At least 1,000 people gathered on the steps and outdoor areas of Vancouver's art gallery to challenge the changes.
"It's been awhile since I've been to a rally that drew this many people. The square's full, said activist Jennifer Kuhl.
Reporter Jeff Harrongton interviews Jennifer Kuhl at C-51 protest
Kuhl says protesters believe Bill C-51 is dangerous, reckless and unacceptable.
"I think people are concerned about the impact that this will have on their individual freedoms and rights and they're concerned that the government has justified the ways that this would increase public safety.
So they worry it's mostly an attempt to restrict and silence dissent," said Kuhl.
A statement provided to the CBC by a spokesperson for Public Safety Minister Steven Blaney said the government "rejects the argument that every time we talk about security, our freedoms are threatened."
"Canadians understand that their freedom and security go hand in hand [and] expect us to protect both, and there are safeguards in this legislation to do exactly that," said Jeremy Laurin.
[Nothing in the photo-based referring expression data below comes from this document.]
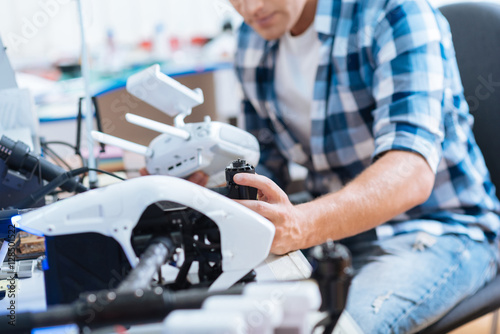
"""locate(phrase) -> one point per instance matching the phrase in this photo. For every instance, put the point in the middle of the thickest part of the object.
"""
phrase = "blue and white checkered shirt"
(387, 80)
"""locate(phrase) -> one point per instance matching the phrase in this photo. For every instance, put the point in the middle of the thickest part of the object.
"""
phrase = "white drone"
(182, 149)
(114, 211)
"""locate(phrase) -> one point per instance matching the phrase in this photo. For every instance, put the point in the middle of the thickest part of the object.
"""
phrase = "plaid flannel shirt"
(387, 80)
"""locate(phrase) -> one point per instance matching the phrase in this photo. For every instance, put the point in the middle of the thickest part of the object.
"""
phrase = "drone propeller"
(157, 126)
(122, 143)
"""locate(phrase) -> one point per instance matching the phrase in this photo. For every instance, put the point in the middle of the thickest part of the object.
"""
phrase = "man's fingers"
(268, 188)
(199, 178)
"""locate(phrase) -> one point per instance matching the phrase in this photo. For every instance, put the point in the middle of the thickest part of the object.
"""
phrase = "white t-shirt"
(295, 73)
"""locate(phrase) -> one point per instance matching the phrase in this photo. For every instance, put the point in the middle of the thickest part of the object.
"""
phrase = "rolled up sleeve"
(408, 82)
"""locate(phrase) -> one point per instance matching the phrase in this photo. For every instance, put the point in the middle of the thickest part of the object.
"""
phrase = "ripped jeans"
(408, 282)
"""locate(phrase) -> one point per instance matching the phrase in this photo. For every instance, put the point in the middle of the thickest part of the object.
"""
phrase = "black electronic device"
(22, 172)
(233, 190)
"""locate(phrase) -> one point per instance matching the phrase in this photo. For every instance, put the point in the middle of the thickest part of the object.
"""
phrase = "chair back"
(475, 28)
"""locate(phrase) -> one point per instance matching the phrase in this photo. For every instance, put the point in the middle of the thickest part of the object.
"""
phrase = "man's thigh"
(404, 284)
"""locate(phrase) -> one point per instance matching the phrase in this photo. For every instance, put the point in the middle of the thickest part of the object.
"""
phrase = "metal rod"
(89, 115)
(151, 261)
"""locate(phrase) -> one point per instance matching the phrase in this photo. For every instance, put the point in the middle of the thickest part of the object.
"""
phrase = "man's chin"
(270, 34)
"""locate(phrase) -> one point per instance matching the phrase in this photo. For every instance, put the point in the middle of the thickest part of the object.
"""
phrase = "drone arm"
(122, 143)
(157, 126)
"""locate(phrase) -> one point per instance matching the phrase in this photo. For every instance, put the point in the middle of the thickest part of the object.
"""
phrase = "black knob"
(236, 191)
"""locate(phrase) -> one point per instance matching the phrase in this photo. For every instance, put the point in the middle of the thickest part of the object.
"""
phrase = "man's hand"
(198, 178)
(274, 205)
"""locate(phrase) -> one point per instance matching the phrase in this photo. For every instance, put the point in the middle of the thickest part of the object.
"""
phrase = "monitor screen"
(7, 77)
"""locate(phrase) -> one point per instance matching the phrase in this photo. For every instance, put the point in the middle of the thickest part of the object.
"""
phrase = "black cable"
(56, 157)
(106, 172)
(77, 152)
(56, 182)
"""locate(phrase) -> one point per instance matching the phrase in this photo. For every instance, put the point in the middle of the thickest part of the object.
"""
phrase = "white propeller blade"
(157, 126)
(122, 143)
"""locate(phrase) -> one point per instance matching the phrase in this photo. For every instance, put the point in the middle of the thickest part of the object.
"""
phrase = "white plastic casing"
(114, 211)
(211, 147)
(206, 322)
(163, 92)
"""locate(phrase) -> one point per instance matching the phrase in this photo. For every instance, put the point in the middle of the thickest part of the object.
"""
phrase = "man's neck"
(306, 18)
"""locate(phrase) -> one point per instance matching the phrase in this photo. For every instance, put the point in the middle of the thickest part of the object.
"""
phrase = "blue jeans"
(408, 282)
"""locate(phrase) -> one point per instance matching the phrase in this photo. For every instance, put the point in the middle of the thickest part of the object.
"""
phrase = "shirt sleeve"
(408, 81)
(272, 163)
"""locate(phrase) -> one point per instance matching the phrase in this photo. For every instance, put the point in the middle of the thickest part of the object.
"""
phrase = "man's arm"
(395, 183)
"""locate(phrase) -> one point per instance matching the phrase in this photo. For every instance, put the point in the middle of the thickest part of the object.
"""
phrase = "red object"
(146, 45)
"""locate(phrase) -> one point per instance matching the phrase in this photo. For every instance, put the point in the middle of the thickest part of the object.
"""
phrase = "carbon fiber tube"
(107, 308)
(160, 250)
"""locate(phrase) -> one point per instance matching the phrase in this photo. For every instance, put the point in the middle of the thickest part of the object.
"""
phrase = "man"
(367, 96)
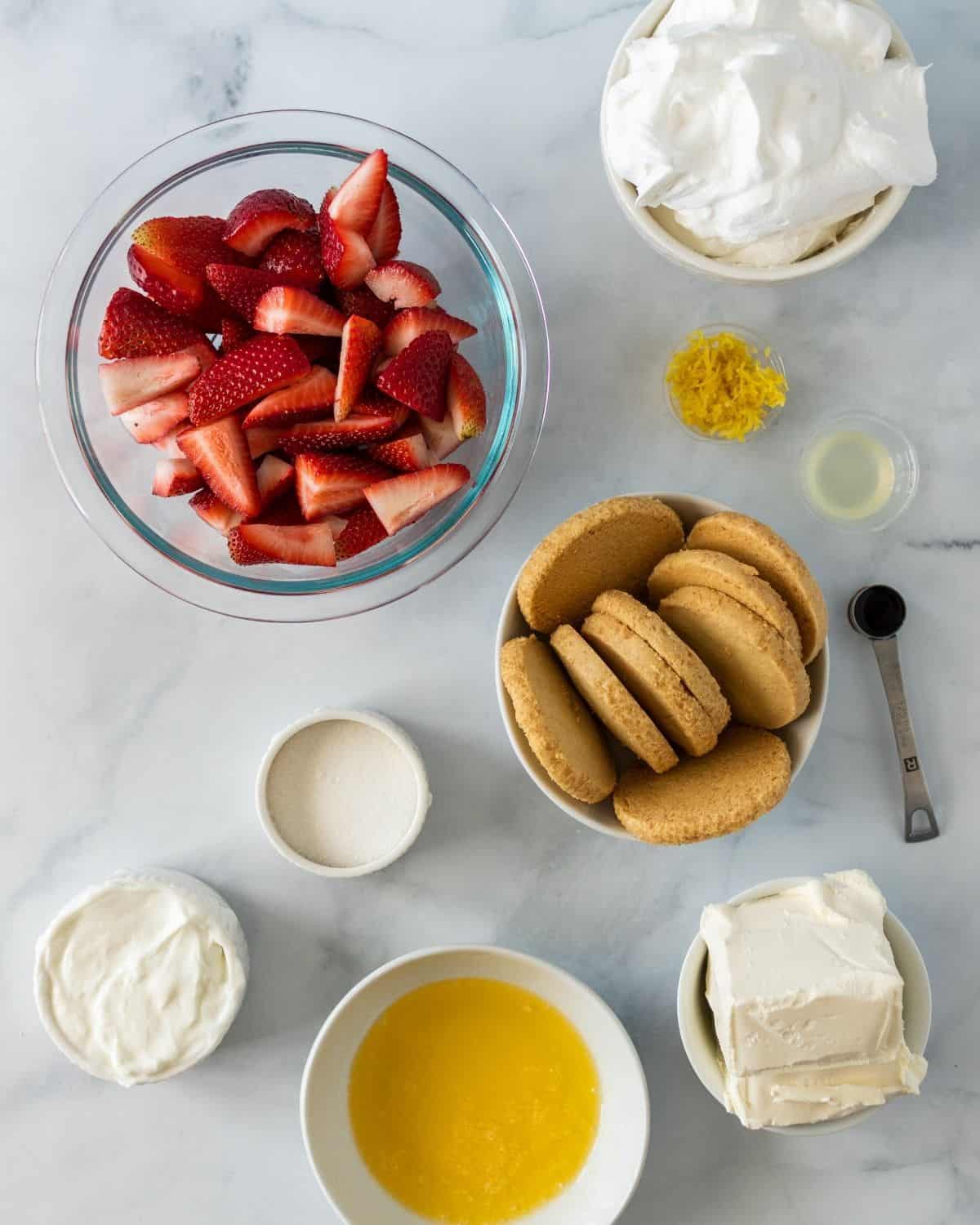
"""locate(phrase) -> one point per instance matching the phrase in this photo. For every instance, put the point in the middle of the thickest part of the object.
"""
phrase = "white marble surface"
(132, 724)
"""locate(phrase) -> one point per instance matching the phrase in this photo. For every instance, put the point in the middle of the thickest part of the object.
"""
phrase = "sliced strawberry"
(401, 500)
(256, 220)
(331, 484)
(304, 401)
(157, 418)
(345, 255)
(291, 309)
(220, 455)
(360, 341)
(234, 333)
(386, 233)
(355, 203)
(416, 376)
(359, 429)
(173, 478)
(440, 438)
(255, 369)
(466, 399)
(134, 381)
(414, 321)
(252, 544)
(135, 326)
(403, 283)
(294, 259)
(363, 531)
(407, 451)
(240, 288)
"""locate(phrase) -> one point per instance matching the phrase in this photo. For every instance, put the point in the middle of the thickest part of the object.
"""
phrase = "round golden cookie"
(558, 727)
(610, 700)
(759, 671)
(705, 568)
(653, 683)
(657, 634)
(754, 543)
(745, 776)
(612, 544)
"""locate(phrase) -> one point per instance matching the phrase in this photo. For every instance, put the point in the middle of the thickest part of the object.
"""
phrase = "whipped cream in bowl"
(764, 140)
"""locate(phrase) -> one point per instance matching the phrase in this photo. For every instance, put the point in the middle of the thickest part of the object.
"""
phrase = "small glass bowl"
(904, 465)
(448, 225)
(769, 358)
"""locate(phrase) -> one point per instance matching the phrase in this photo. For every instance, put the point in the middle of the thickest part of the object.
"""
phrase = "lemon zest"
(722, 389)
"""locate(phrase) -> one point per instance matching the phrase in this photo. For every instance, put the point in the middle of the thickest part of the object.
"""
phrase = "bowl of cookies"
(662, 666)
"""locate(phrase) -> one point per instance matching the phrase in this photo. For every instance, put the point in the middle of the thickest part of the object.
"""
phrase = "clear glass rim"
(773, 358)
(511, 284)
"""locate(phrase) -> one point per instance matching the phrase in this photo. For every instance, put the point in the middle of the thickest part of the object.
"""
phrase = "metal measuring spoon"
(879, 612)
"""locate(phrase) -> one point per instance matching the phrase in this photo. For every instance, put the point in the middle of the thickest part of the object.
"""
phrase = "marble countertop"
(132, 724)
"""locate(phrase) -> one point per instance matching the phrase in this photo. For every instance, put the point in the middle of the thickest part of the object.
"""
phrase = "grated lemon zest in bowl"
(722, 389)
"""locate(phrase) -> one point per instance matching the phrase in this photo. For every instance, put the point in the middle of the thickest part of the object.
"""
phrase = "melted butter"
(473, 1102)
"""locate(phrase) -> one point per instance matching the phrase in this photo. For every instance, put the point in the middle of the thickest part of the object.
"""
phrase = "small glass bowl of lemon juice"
(859, 472)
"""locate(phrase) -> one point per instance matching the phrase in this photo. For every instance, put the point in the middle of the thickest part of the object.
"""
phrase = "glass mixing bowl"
(448, 225)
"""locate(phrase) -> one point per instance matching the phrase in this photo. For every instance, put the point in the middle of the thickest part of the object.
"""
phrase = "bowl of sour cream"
(766, 141)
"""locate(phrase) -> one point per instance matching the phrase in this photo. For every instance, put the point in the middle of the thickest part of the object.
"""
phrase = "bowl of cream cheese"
(766, 141)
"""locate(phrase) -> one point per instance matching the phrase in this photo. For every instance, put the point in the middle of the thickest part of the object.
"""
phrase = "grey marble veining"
(132, 725)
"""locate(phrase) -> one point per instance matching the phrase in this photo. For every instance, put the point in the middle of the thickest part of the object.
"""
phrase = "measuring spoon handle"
(918, 803)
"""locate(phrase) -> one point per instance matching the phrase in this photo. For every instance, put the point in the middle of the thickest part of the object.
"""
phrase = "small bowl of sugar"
(342, 793)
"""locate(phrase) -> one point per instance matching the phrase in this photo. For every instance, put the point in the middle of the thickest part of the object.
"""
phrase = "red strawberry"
(134, 381)
(440, 438)
(136, 327)
(355, 203)
(240, 288)
(332, 484)
(256, 368)
(252, 544)
(157, 418)
(357, 430)
(386, 233)
(403, 283)
(220, 455)
(363, 531)
(418, 375)
(234, 333)
(362, 301)
(289, 309)
(402, 500)
(345, 255)
(414, 321)
(173, 478)
(406, 451)
(360, 341)
(262, 215)
(305, 399)
(466, 399)
(294, 259)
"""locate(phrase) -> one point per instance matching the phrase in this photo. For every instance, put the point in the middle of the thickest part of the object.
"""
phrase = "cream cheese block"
(140, 978)
(808, 1004)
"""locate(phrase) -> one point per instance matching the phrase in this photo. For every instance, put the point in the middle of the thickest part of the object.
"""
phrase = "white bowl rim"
(879, 218)
(568, 805)
(372, 719)
(688, 984)
(505, 955)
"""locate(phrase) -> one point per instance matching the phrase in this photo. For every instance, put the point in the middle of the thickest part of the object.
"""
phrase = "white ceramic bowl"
(799, 737)
(862, 235)
(423, 798)
(696, 1021)
(612, 1169)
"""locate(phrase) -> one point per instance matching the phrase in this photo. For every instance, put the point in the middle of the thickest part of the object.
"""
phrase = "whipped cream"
(760, 130)
(808, 1002)
(141, 977)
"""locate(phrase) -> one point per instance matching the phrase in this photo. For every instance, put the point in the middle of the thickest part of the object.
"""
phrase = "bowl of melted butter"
(474, 1085)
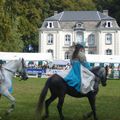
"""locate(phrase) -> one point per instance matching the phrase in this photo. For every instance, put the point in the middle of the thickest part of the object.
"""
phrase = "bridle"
(22, 61)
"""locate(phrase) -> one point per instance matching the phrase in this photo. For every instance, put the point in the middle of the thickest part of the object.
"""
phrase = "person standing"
(80, 68)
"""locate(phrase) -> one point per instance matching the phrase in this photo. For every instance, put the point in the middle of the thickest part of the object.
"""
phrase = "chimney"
(55, 12)
(105, 12)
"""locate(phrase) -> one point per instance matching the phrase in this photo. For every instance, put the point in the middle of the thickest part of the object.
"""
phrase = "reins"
(9, 70)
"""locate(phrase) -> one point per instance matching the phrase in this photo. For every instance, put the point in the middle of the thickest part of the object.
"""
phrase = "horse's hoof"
(85, 117)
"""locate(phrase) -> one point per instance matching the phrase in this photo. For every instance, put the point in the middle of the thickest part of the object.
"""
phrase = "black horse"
(59, 88)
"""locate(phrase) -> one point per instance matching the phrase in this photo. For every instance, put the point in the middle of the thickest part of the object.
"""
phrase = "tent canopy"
(26, 56)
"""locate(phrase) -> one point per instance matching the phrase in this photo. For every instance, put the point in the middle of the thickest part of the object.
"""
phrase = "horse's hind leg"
(92, 104)
(47, 103)
(7, 94)
(59, 106)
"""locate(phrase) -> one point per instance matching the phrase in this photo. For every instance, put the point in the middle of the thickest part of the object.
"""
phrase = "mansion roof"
(87, 19)
(79, 16)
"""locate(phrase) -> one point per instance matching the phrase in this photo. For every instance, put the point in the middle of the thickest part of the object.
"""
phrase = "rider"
(74, 77)
(1, 62)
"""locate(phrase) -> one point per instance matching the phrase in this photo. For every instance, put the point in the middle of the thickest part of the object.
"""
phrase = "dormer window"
(50, 25)
(79, 25)
(108, 24)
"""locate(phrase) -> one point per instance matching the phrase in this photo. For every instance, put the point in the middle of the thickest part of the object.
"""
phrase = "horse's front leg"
(7, 94)
(91, 98)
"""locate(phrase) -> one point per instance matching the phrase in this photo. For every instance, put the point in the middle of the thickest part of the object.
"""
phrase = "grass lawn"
(27, 94)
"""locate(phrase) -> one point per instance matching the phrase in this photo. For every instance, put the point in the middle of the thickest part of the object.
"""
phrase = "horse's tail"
(41, 100)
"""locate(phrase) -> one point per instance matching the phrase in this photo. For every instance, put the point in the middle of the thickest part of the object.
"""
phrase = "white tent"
(27, 56)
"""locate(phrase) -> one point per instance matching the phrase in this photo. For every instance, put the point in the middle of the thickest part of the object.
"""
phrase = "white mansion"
(98, 31)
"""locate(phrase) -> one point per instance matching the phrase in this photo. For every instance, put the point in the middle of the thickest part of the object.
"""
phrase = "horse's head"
(21, 70)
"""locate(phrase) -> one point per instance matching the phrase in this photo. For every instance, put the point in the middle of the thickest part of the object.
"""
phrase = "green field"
(27, 93)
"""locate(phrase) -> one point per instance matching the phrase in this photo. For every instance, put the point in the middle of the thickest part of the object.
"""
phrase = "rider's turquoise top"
(73, 79)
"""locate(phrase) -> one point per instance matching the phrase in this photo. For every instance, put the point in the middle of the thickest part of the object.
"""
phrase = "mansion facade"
(97, 31)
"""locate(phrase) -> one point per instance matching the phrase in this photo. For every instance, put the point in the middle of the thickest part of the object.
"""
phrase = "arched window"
(108, 39)
(50, 39)
(67, 55)
(79, 37)
(67, 39)
(91, 40)
(50, 51)
(108, 52)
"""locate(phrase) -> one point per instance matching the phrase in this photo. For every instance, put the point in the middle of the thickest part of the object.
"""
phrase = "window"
(67, 55)
(108, 39)
(108, 52)
(91, 40)
(50, 39)
(50, 25)
(108, 24)
(79, 25)
(79, 37)
(50, 51)
(67, 39)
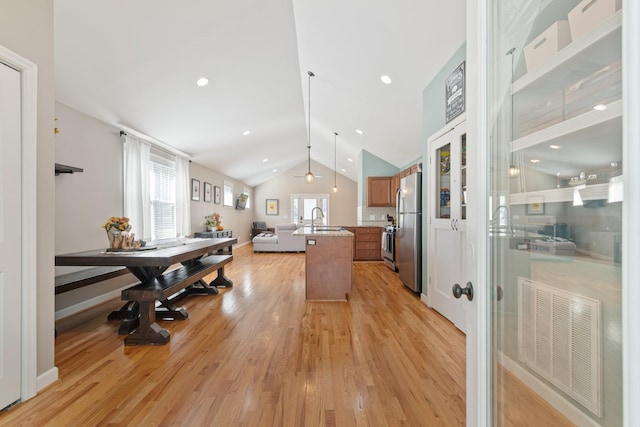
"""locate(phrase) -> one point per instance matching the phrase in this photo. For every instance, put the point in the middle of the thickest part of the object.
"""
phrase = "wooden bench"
(78, 279)
(188, 278)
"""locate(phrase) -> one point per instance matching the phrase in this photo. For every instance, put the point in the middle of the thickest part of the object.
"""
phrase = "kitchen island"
(328, 262)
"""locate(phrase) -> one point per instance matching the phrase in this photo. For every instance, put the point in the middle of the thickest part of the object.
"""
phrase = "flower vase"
(114, 237)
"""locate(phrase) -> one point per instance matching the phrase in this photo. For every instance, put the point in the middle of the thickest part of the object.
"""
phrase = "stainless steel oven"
(389, 246)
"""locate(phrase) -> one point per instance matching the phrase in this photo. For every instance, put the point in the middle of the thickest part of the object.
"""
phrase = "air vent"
(559, 338)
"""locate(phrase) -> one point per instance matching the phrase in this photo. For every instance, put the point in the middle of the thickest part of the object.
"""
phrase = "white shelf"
(556, 195)
(602, 43)
(570, 126)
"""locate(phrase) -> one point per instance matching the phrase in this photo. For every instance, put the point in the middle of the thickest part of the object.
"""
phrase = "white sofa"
(282, 241)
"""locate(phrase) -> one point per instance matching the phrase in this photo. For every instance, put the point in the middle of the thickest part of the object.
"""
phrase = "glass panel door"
(556, 213)
(443, 183)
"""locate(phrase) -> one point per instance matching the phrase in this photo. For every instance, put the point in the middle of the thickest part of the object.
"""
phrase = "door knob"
(458, 291)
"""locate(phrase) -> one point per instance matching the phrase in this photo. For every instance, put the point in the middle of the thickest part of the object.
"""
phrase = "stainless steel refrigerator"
(409, 215)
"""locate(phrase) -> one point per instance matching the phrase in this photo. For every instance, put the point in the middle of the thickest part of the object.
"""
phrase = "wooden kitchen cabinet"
(368, 244)
(395, 185)
(379, 191)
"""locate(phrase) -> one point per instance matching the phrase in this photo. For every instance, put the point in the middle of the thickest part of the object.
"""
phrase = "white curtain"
(183, 204)
(137, 199)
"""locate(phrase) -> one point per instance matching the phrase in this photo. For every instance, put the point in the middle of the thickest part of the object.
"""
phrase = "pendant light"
(308, 178)
(513, 169)
(335, 182)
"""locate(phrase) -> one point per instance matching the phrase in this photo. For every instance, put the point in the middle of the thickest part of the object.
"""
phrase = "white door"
(10, 236)
(447, 222)
(556, 341)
Bill C-51 impacts other legislation
Part 1 of the bill enacts the Security of Canada Information Sharing Act, which authorizes Government of Canada institutions to disclose information to other government institutions.
But there are also changes to the Secure Air Travel Act, the Criminal Code, the Canadian Security Intelligence Service Act and the Immigration Refugee and Protection Act. Most of the changes relate to a terrorism offence or activity.
In addition to the nationwide protests against Bill C-51, there are several online petitions gathering momentum as well.
On Friday federal New Democrat public safety critic Randall Garrison lashed out against C-51 saying many witnesses who have appeared before the government committee's have "highlighted serious problems with [it]."
"The bill is so bad that Canadians in over 50 towns and cities across the country will be rallying against it..."
Hearings on the bill will continue in Ottawa on Mar. 23.